CRÓNICAS E ENTREVISTAS

 ALEXEI NAVALNY, A FORÇA DO NÚMERO 1
Publicado em: 28/02/2024
O 1 é um dedo apontado à nossa inércia e cobardia. Afinal, se um lúcido Navalny deu a vida por uma causa, numa paixão longa e dolorosa, então eu também podia. E devia.


A morte de Navalny foi um murro no estômago. Senti-me indignada e simultaneamente tão impotente e zangada com a nossa passividade perante os mais flagrantes abusos dos direitos humanos — a minha, a de tantos de nós, a de Portugal e a da Europa.
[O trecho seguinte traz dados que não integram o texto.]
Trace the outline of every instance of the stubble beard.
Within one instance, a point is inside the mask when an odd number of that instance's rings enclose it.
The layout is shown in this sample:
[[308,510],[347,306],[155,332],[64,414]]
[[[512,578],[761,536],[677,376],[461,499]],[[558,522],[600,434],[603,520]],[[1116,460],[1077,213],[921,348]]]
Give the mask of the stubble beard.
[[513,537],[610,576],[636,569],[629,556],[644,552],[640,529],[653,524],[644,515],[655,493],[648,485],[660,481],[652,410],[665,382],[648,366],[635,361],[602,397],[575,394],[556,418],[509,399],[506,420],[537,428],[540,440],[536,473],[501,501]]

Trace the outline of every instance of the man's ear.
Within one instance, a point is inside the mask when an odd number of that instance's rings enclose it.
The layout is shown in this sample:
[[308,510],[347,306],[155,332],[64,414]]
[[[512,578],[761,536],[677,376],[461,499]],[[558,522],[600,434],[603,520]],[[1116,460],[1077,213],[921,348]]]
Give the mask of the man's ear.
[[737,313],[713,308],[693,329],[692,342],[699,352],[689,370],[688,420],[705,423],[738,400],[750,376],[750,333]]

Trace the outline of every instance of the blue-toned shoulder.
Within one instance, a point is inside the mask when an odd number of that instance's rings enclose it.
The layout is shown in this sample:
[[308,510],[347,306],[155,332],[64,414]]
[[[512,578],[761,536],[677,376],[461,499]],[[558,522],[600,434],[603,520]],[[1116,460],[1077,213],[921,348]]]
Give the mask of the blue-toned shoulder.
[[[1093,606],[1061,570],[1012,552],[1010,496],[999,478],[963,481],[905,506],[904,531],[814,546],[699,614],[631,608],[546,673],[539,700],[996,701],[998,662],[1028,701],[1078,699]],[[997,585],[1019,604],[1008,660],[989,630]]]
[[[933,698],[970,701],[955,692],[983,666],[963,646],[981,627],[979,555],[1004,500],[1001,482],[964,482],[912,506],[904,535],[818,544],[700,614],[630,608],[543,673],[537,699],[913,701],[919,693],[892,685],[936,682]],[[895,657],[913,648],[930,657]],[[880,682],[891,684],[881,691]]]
Senti-me ingénua, estupidamente ingénua. Porque enquanto seguia o esforço de denúncia e oposição que, mesmo numa cela de dois metros por dois, Navalny corajosamente mantinha, ia dizendo a mim mesma que Putin não se atreveria a fazê-lo desaparecer, que os pesos pesados da política mundial e a opinião pública internacional teriam a força necessária a salvá-lo, como há alguns anos aconteceu com Mikhail Khodorkovsky, a quem foi permitido o exílio em Inglaterra. Não dei pelo “pormenor” de que nos faltava Angela Merkel e que nesse tempo pré-guerra da Ucrânia, o presidente russo procurava dar a aparência de um líder democrático, com o desejo de se aproximar do Ocidente, e que agora está em roda livre — afogado no seu narcisismo, inebriado pelos “suicídios” de que ninguém lhe pede contas ou, simplesmente, numa vertigem de “perdido por cem, perdido por mil”.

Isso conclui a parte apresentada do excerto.